イランがイスラエルを強く敵視する理由は何か

AI要約

イランとイスラエルの関係についての歴史的背景と、現在進行中のイランの政治情勢について述べられている。

2024年のイスラエルによる攻撃とイランの報復、そしてライシ大統領の死去、大統領選挙での改革派の勝利などの出来事が記述されている。

新大統領のマスード・ペゼシュキアン氏の公約やイランがなぜイスラエルを敵視するのかという背景についても述べられている。

イランがイスラエルを強く敵視する理由は何か

この数カ月、イランへの注目度が増している。2024年4月14日、イスラエルによるクッズ部隊幹部暗殺への報復として、イランは史上初めてイスラエルへの直接攻撃に踏み切った(「ガザめぐりイスラエルとイランが戦い合う理由」参照)。

 それから1カ月が経過した5月19日、イランのライシ大統領がヘリコプター墜落事故により死去した。この速報に接したとき、イスラエルによる報復暗殺かと緊張が走ったが、すぐに荒天が原因の事故であることが判明した。

■保守強硬派3人vs改革派1人

 これにより6月28日、イランでは大統領選挙が実施された。候補者4人のうち3人はいわゆる「保守強硬派」と呼ばれ、残りの1人は「改革派」だった。

 立候補するには、イスラム法学者などで構成される監督者評議会の審査で選出されなければ出馬すらできない。改革派が1人紛れているのは、民主的な選挙が行われたと現政権が主張するためのものだろうと目されていた。

 ところが7月5日の決選投票の結果、改革派のマスード・ペゼシュキアン氏が勝利したのである。

 ペゼシュキアン氏は7月30日に宣誓を行い、正式にイラン大統領へ就任する予定である。今後イランがどのような舵取りをするのか注目されるが、イランの最高指導者がハメネイ師であることに変わりはなく、劇的な変化は望まれないというのが大勢の見方である。

 ペゼシュキアン氏が選挙で掲げた公約の1つは、経済制裁解除を目指して世界と友好関係を結ぶことだった。ただし、それは「イスラエルを除く」という条件付きである。

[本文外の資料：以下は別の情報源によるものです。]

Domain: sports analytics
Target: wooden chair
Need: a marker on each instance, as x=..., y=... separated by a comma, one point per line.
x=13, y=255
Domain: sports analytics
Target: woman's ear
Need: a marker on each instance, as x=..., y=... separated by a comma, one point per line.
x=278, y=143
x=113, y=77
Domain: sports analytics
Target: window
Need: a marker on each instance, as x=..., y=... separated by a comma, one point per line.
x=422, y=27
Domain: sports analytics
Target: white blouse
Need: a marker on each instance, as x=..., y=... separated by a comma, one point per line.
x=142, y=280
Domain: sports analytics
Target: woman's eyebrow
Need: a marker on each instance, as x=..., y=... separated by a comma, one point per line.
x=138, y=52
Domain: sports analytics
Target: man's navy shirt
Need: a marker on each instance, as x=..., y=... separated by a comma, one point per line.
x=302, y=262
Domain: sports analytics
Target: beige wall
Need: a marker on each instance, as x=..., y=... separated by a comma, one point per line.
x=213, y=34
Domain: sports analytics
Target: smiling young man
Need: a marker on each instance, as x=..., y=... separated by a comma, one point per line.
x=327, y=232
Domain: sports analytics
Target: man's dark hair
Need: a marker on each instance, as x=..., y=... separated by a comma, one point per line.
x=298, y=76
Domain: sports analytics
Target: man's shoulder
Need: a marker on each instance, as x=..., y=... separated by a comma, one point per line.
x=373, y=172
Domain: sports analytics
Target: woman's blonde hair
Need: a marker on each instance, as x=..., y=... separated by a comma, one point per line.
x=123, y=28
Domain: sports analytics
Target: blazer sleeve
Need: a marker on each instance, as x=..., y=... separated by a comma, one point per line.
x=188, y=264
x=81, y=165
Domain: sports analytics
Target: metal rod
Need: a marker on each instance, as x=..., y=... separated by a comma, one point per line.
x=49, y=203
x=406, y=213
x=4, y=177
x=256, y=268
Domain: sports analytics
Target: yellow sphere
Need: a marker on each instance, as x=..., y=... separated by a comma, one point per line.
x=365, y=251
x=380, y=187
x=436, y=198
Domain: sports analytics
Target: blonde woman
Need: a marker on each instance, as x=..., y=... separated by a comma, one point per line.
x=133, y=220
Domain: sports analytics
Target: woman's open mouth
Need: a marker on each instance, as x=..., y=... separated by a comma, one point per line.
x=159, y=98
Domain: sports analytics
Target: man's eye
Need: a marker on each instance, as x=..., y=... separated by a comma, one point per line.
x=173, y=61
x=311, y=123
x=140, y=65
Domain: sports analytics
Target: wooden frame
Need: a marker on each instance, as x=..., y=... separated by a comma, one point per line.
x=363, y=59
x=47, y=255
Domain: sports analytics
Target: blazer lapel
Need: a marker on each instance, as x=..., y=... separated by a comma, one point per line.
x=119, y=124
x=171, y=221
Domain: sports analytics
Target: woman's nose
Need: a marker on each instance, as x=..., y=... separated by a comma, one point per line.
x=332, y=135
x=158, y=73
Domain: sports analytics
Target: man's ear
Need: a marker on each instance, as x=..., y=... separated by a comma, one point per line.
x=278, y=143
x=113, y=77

 イランはなぜイスラエルをここまで敵視するのか。その始まりは1979年のイラン・イスラム革命に遡る。1925年に誕生したパーレビ朝は親米路線で、ソ連の赤の脅威への防波堤としてアメリカの支援を受け、軍事・経済面で西欧的な近代化を進めていった。

 1948年にイスラエルが建国された際、イランは中東のイスラム諸国の中でいち早く、トルコに続いて1953年にイスラエルと国交を結んでいる。そして1959年には、エルアル・イスラエル航空が直行便を就航させ、テルアビブとテヘランを毎日結ぶようになった。

■いち早くイスラエルと国交を結んだイラン

 多くのイスラエル人が観光でイランを訪れ、多くのイスラエル企業がイランに進出し、両国は経済的な結びつきを強めていった。イスラエル最大の建設会社がテヘランの高級ホテル、空港、橋、海軍の基地、居住区などの建設を担った。当時の建物の多くは今も残されているという。